Beyond the car park is a long low building through which one
can just see a patch of river. We find our way to the wide verandah overlooking
the river and join the other guests. Unlike most other occasions, when English
is used, this is a French-only occasion, which is very good for us.
We’re so used to mixing with development people, like me
that it’s good to meet a different set: these were people in business. There’s
a bank manager, whose wife we’ve met before, and she’s the interesting one.
Rather than sit around, doing nothing, as so many expatriate wives do, she
started a little business making purses, wooden trays, and a variety of such
like small useful objects. She has a full time staff of nine, who work in her
house, and sells everything she makes without difficulty. The other two were running
a new hotel. He, the Manager, said they had deliberately positioned it as a
three start establishment that would appeal to foreign NGO workers. It had,
above all, to be clean, with good service, and although it’s in a part of town
that we consider dodgy they are doing very well. His wife runs the restaurant.
This keeps them very busy, but they know that unless they are on duty 24 hours
a day standards will drop.
That’s when the discussion became truly racist. In spite of
a recognition that there are amazing opportunities available in the Congo if
you are willing to take the risk, the guests spent most of the meal talking
about how difficult it all is; how the workers are like children; the absurd
mistakes that they make; and how to boss them around in such a way that things
don’t go wrong.
It’s true that there are huge differences between our
cultures and that of the Congolese, and sometimes these lead to funny or
disastrous results. But the other guests raised more than an eyebrow when I
talked about our amazing team, about 70 of them, people who are comfortable
discussing deontology as a pressing training need. (Do any readers know what
that is? I didn’t), or who get really excited discussing political and economic
analysis techniques, or theories of change. In fact, I find their enthusiasm
for what seem to me to be futile abstractions quite frustrating, but you can
never say that are not thinking about their work.

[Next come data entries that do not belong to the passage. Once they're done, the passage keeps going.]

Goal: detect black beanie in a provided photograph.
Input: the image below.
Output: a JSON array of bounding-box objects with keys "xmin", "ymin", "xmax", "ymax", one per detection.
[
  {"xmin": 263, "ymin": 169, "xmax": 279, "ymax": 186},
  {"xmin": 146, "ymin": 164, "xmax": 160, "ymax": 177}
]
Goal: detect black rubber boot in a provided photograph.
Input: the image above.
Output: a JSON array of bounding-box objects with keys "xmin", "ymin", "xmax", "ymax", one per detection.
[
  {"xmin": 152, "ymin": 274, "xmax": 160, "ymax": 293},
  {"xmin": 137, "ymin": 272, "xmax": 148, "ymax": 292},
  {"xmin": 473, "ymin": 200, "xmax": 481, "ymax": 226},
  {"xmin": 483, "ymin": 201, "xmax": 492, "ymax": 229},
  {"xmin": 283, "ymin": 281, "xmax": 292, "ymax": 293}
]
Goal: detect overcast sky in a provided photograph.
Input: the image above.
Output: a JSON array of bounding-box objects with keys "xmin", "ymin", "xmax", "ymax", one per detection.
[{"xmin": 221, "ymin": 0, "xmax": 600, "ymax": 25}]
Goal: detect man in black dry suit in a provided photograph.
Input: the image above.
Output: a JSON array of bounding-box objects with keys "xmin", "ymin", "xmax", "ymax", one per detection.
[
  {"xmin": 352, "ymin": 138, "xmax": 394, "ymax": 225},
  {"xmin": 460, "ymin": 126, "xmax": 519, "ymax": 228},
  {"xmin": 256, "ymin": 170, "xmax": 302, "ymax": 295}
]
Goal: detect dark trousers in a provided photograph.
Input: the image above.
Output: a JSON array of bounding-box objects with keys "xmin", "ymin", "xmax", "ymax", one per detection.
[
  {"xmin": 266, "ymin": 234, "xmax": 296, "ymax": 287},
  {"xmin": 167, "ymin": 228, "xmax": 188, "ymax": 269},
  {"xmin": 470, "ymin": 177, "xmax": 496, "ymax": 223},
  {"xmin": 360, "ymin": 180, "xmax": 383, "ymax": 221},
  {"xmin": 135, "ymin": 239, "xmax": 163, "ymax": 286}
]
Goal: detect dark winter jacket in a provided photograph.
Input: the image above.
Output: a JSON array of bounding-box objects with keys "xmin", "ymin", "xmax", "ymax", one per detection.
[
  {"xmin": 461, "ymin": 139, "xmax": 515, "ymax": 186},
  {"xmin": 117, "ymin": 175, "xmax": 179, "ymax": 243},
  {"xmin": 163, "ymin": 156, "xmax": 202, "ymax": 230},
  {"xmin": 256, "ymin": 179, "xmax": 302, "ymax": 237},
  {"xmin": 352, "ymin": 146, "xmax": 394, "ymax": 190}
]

The meal was a proper three courser: prawn cocktail, then prawns
fried in garlic butter and chips, followed by fruit salad and ice cream,
accompanied by wine and beer.
The view from the verandah could be more beautiful than it
is. In the foreground is a small marina, beyond which is a narrow creek leading
to the main river. But on both sides there are towering rusty wrecks of once
fine river steamers, now occupied by poor squatters. The main flow of the river
itself is only a strip on the horizon. I had thought that because the river
flows so fast and is so wide that it’s level doesn’t change much, but
apparently it is about two metres below the level it used to be. In the old
days, they said, the water was almost lapping up to the verandah.
Whatever the level of the river, it was like a breath of
fresh air to be able to sit there, in almost total silence, and just absorb the
view. Hopefully we’ll get invited again.